> On Aug 8, 2016, at 2:11 PM, Ludovic Gasc <gml...@gmail.com> wrote:
> 
> 
> 2016-08-08 13:24 GMT+02:00 Cory Benfield <c...@lukasa.co.uk 
> <mailto:c...@lukasa.co.uk>>:
> 
>> On 8 Aug 2016, at 11:16, Ludovic Gasc <gml...@gmail.com 
>> <mailto:gml...@gmail.com>> wrote:
>> 
>> Certainly some protocols/transports should be easier to have this split than 
>> others: Interesting to know if somebody has already tried to have QUIC and 
>> HTTP/2 in the same time with Python.
> 
> AFAIK they haven’t. This is partly because there’s no good QUIC 
> implementation to bind from Python at this time.
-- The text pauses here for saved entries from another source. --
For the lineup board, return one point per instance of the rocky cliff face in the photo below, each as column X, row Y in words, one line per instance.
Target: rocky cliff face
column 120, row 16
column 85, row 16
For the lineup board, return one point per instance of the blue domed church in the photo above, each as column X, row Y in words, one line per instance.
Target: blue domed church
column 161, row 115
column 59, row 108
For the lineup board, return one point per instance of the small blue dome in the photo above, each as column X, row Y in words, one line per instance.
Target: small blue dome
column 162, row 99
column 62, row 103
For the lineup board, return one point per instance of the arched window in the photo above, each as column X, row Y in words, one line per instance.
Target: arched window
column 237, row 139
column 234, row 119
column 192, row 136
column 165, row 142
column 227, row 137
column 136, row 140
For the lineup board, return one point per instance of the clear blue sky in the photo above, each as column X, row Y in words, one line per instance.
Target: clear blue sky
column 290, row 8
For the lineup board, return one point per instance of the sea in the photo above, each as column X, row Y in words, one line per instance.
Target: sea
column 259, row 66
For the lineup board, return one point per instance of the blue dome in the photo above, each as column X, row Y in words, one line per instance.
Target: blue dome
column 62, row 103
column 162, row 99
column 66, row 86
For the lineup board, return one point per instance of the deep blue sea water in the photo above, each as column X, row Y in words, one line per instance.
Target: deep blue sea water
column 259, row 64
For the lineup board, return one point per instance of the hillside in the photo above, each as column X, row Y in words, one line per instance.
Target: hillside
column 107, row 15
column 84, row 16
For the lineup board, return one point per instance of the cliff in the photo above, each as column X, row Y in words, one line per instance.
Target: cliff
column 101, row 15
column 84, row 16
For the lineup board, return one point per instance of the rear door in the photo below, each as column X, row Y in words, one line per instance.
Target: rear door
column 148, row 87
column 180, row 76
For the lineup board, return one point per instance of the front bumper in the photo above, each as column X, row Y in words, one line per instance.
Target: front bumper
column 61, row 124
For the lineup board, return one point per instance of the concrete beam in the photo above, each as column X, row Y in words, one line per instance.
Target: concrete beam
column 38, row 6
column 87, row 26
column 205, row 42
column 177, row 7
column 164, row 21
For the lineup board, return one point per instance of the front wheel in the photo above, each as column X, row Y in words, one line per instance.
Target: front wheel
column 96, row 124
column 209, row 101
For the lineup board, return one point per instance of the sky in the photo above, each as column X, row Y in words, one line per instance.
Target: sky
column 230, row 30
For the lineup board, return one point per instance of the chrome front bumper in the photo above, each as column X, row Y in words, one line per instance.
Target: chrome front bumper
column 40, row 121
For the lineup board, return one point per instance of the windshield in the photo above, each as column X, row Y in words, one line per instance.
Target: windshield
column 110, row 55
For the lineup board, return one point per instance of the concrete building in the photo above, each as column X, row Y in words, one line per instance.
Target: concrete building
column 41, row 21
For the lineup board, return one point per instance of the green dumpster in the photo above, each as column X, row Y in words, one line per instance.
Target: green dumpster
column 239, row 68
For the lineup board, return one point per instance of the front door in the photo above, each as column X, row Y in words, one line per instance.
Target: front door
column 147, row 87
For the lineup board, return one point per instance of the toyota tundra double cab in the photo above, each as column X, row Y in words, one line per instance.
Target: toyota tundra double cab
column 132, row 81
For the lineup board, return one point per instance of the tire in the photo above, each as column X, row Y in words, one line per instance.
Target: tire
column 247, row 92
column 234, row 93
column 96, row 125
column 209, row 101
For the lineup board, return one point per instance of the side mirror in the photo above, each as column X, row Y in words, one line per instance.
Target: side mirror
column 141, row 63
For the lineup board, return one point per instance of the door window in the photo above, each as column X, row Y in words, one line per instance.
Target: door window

Chromium’s QUIC library 
> requires a giant pool of custom C++ to bind it appropriately, and Go’s 
> implementation includes a gigantic runtime and is quite large.
> 
> I had the same conclusion.
> For now, I don't know what's the most complex: Try to do a Python binding or 
> reimplement QUIC in Python ;-)
>  
> As and when a good OSS QUIC library starts to surface, I’ll be able to answer 
> this question more effectively. But I’m not expecting a huge issue. =)
> 
> We'll see when it will happen ;-)
> Implemented in 2012, pushed on production by Google in 2013, and 3 years 
> later, only one Web browser and one programming language have the support, to 
> my knowledge.
> Nobody uses that except Google, or everybody already migrated on Go ? ;-)
> Or simply, it's too much complicated to use/debug/... ?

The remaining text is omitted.